15. A pipelined graphics processor, including circuitry for dithering video data, wherein the circuitry is operable in at least one mode in which it applies at least a first kernel sequence and a second kernel sequence to each set of a sequence of sets of input video bits, repeats application of the first kernel sequence after a first number of the sets have been dithered in response to said first kernel sequence, and repeats application of the second kernel sequence after a second number of the sets have been dithered in response to said second kernel sequence, wherein each said kernel sequence is a sequence of kernels consisting of dither bits.

16. A display device, including circuitry for dithering video data, wherein the circuitry is operable in at least one mode in which it applies at least a first kernel sequence and a second kernel sequence to each set of a sequence of sets of input video bits, repeats application of the first kernel sequence after a first number of the sets have been dithered in response to said first kernel sequence, and repeats application of the second kernel sequence after a second number of the sets have been dithered in response to said second kernel sequence, wherein each said kernel sequence is a sequence of kernels consisting of dither bits.

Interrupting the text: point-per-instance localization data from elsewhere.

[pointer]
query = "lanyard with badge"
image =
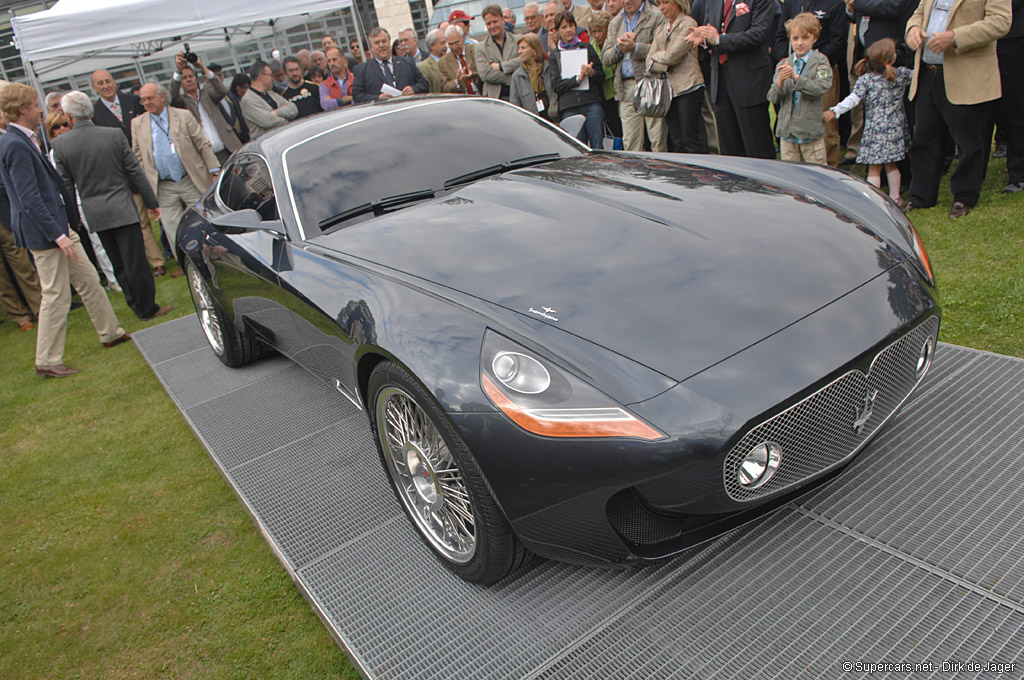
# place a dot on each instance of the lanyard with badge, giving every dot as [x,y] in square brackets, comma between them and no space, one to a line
[166,131]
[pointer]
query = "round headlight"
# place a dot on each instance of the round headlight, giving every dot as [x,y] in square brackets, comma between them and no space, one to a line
[520,373]
[925,357]
[760,465]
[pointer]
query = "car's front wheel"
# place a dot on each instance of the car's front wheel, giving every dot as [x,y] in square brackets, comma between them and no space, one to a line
[437,481]
[230,346]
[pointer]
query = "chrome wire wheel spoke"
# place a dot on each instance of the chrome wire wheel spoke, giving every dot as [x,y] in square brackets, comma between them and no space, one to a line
[428,480]
[207,311]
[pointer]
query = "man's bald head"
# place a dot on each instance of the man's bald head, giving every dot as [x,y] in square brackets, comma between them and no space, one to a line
[103,84]
[154,97]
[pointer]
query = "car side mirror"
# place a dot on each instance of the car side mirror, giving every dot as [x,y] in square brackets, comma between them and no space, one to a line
[242,221]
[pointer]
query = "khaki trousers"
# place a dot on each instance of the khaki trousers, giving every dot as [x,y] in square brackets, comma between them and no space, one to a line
[812,152]
[829,99]
[25,278]
[175,198]
[56,274]
[857,122]
[633,124]
[154,252]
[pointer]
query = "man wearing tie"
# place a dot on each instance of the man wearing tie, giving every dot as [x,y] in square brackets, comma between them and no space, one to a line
[457,67]
[116,109]
[396,72]
[39,204]
[176,158]
[737,33]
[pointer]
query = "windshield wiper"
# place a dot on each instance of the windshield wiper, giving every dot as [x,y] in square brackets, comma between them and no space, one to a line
[504,167]
[377,207]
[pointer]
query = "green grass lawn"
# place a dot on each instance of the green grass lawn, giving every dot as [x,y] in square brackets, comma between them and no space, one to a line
[126,555]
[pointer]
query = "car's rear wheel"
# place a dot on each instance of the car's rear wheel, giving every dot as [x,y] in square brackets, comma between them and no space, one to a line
[230,346]
[437,481]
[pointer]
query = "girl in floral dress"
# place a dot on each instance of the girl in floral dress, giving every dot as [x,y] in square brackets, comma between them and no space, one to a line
[886,135]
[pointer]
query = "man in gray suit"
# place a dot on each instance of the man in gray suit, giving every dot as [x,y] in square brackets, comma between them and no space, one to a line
[98,162]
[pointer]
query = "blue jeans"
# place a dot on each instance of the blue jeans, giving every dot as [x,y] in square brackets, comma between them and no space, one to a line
[593,130]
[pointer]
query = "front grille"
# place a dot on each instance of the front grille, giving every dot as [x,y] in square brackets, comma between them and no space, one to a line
[818,434]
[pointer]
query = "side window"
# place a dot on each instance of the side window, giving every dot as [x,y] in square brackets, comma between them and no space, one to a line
[246,184]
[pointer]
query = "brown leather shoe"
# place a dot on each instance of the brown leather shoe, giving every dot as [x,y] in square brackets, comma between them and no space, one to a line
[160,312]
[958,210]
[58,371]
[114,343]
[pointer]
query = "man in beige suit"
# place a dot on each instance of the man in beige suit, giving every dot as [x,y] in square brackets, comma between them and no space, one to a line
[176,158]
[429,67]
[496,56]
[458,68]
[955,83]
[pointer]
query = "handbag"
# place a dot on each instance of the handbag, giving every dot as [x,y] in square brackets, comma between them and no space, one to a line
[652,95]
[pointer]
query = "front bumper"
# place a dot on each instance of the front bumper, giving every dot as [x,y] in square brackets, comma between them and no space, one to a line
[617,500]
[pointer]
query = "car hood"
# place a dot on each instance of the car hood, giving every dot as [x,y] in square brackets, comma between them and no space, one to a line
[675,266]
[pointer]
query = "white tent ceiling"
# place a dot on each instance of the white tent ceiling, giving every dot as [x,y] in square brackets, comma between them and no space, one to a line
[76,30]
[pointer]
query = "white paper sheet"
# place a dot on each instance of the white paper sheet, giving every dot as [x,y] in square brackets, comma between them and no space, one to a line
[572,60]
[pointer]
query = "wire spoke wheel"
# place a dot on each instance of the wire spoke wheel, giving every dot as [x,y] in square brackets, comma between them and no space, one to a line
[207,311]
[427,477]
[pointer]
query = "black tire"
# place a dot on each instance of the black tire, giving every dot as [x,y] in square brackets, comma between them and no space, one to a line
[437,481]
[230,346]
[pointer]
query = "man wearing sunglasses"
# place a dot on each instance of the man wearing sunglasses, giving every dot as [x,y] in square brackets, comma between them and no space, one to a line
[99,164]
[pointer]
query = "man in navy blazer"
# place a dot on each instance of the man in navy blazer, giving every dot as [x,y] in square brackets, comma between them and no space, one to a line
[737,34]
[40,222]
[398,72]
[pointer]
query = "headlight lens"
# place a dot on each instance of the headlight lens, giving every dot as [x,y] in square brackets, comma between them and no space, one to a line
[520,373]
[544,399]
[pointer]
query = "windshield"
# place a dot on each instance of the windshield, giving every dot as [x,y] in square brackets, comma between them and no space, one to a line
[413,153]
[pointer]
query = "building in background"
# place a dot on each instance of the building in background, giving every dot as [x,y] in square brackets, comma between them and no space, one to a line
[287,34]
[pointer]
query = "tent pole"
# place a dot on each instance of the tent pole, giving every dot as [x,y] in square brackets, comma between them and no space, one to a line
[235,57]
[33,81]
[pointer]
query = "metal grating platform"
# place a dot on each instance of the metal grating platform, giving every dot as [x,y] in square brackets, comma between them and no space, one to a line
[915,555]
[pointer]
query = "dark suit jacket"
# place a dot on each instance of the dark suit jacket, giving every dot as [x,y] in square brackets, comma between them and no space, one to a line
[100,165]
[370,78]
[34,187]
[745,43]
[130,108]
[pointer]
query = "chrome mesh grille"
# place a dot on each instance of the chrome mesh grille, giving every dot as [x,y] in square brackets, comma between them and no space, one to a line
[817,434]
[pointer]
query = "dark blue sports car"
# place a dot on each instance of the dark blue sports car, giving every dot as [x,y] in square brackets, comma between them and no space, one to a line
[591,356]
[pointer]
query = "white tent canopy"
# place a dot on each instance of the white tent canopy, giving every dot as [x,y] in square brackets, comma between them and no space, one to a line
[76,30]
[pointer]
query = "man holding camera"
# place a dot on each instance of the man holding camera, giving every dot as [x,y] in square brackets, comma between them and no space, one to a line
[204,103]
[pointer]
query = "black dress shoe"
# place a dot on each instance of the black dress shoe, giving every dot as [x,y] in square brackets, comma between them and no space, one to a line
[958,210]
[114,343]
[57,371]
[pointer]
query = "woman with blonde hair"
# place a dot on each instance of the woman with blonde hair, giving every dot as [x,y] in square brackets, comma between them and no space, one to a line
[671,53]
[526,89]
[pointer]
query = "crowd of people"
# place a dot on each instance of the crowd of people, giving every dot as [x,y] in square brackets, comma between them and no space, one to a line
[85,182]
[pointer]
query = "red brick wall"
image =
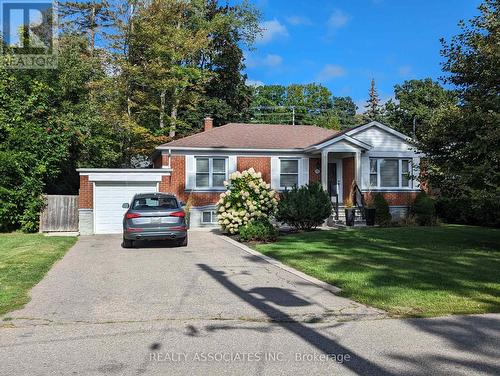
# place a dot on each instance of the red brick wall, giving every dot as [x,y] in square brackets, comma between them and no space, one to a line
[313,163]
[160,160]
[400,198]
[347,175]
[259,164]
[157,161]
[86,193]
[176,183]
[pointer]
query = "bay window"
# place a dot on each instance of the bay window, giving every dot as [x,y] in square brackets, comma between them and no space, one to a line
[211,172]
[390,173]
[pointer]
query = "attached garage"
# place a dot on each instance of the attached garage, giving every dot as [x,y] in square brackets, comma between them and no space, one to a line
[108,200]
[103,191]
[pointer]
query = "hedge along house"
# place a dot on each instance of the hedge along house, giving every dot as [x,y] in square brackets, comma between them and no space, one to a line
[194,168]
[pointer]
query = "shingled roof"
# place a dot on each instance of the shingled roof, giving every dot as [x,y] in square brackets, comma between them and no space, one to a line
[255,136]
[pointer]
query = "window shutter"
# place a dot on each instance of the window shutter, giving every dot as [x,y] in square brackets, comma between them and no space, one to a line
[190,172]
[365,172]
[303,171]
[415,170]
[275,172]
[232,164]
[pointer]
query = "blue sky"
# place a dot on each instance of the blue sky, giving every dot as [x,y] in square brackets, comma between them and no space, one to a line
[343,44]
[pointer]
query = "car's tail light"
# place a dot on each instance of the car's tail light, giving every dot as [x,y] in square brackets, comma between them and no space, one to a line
[132,215]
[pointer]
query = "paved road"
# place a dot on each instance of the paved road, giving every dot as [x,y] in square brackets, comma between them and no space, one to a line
[211,308]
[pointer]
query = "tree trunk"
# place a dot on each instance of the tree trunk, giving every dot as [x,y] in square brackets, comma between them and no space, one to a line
[92,31]
[162,109]
[173,114]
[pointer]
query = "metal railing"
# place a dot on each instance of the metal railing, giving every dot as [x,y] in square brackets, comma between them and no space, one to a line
[358,199]
[334,197]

17. A computer system, including:

a CPU;

a graphics processor coupled to the CPU and configured to generate video data in response to data from the CPU; and

a display device coupled and configured to receive and display frames of the video data,

wherein the graphics processor includes:

a first subsystem configured to generate: Y-bit video words; and

a second subsystem configured to generate the video data in response to the Y-bit video words, such that the video data are X-bit dithered video words, where X<Y, wherein the second subsystem is operable to generate the X-bit dithered video words in at least one mode in which it applies at least a first kernel sequence and a second kernel sequence to each block of a sequence of blocks of the Y-bit video words, the second subsystem operates in said mode in response to at least one control signal from the CPU, and the second subsystem in said mode repeats application of the first kernel sequence after a first number of the blocks have been dithered in response to said first kernel sequence and repeats application of the second kernel sequence after a second number of the blocks have been dithered in response to said second kernel sequence, wherein each said kernel sequence is a sequence of kernels consisting of dither bits.